The old man, in a rage, upbraided her with being a blinded fool, and asked her whether she did not know that the world was finite and limited, whilst what the convent contained was eternal and boundless.
Another time he had wounded her so deeply by his severity that she had found it impossible to restrain her tears. But he had scarcely perceived this ere he repented his harshness. Nothing but love ought to move his heart on the eve of a union with Him whom he had just called Love itself, and with earnest and tender entreaties he besought Eva to forgive him for the censure which was also a work of love. Throughout the day he had treated her with affectionate, almost humble, kindness.
All these things returned to Eva's thoughts as she left her grey-haired patient.
He was standing on the threshold of the other world, and it was easy for her to think of him kindly, deeply as he had often wounded her. Nay, her heart swelled with grateful joy because she had been so patient and suffered nothing to divert her from the arduous duty which she had undertaken in nursing the old man, who regarded her with such disfavour.

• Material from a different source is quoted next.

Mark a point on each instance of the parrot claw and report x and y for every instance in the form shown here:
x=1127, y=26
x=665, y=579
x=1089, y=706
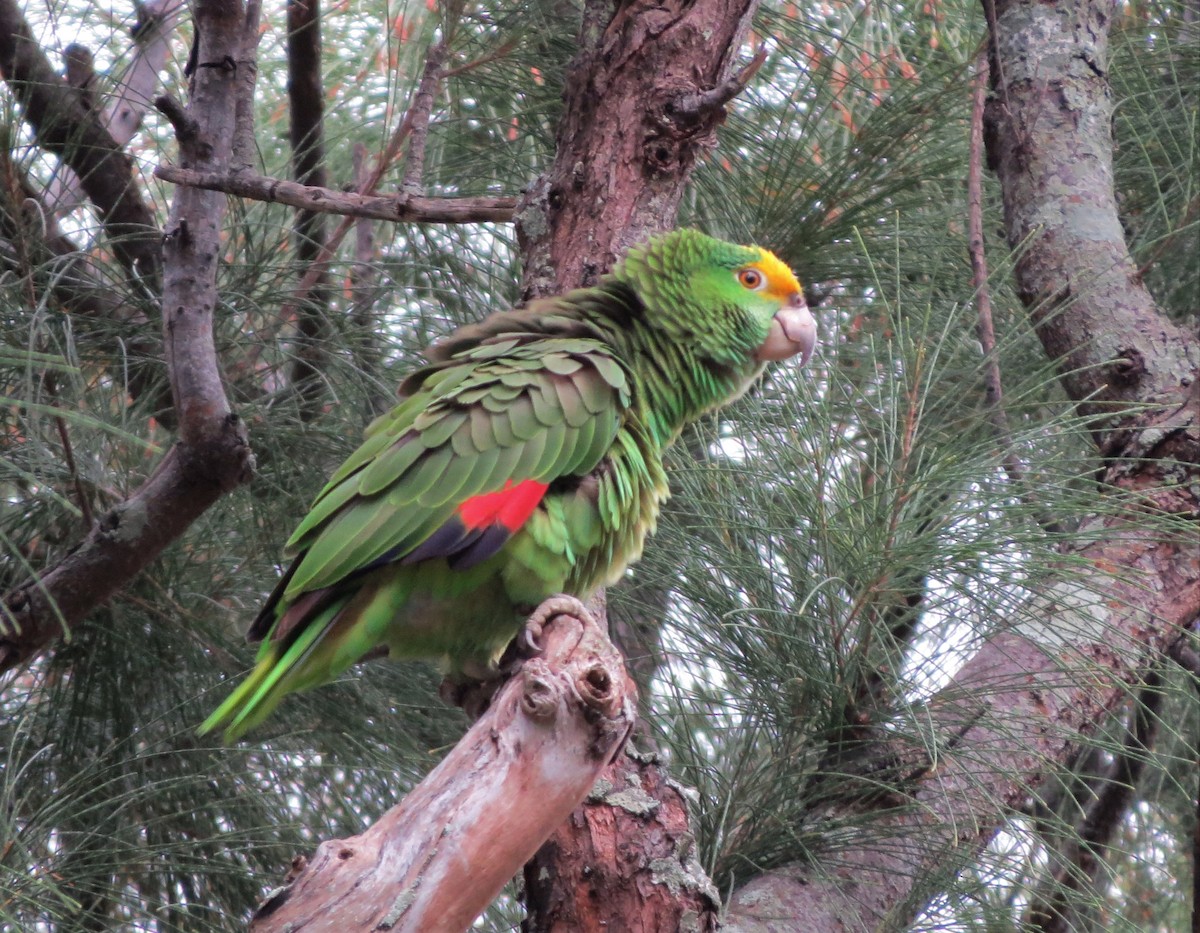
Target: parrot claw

A light had been brought into Biberli's room too. When Eva entered with glowing cheeks she found the Swabians still sitting beside his couch. The door leading into the chamber of the dying man had been closed long before, yet the notes of pious litanies came from the adjoining room. Lady Schorlin noticed her deep emotion with sympathy, and asked her to sit down by her side. Maria offered her own low stool, but Eva declined its use, because she would soon be obliged to ride back to the city. She pressed her hand upon her burning brow, sighing, "Now, now--after such an hour, at court!"
Lady Wendula urged her with such kindly maternal solicitude to take a little rest that the young girl yielded.
The matron's remark that she, too, was invited to the reception at the imperial residence that evening brought an earnest entreaty from Eva to accept the invitation for her sake, and the Swabian promised to gratify her if nothing occurred to prevent. At any rate, they would ride to the city together.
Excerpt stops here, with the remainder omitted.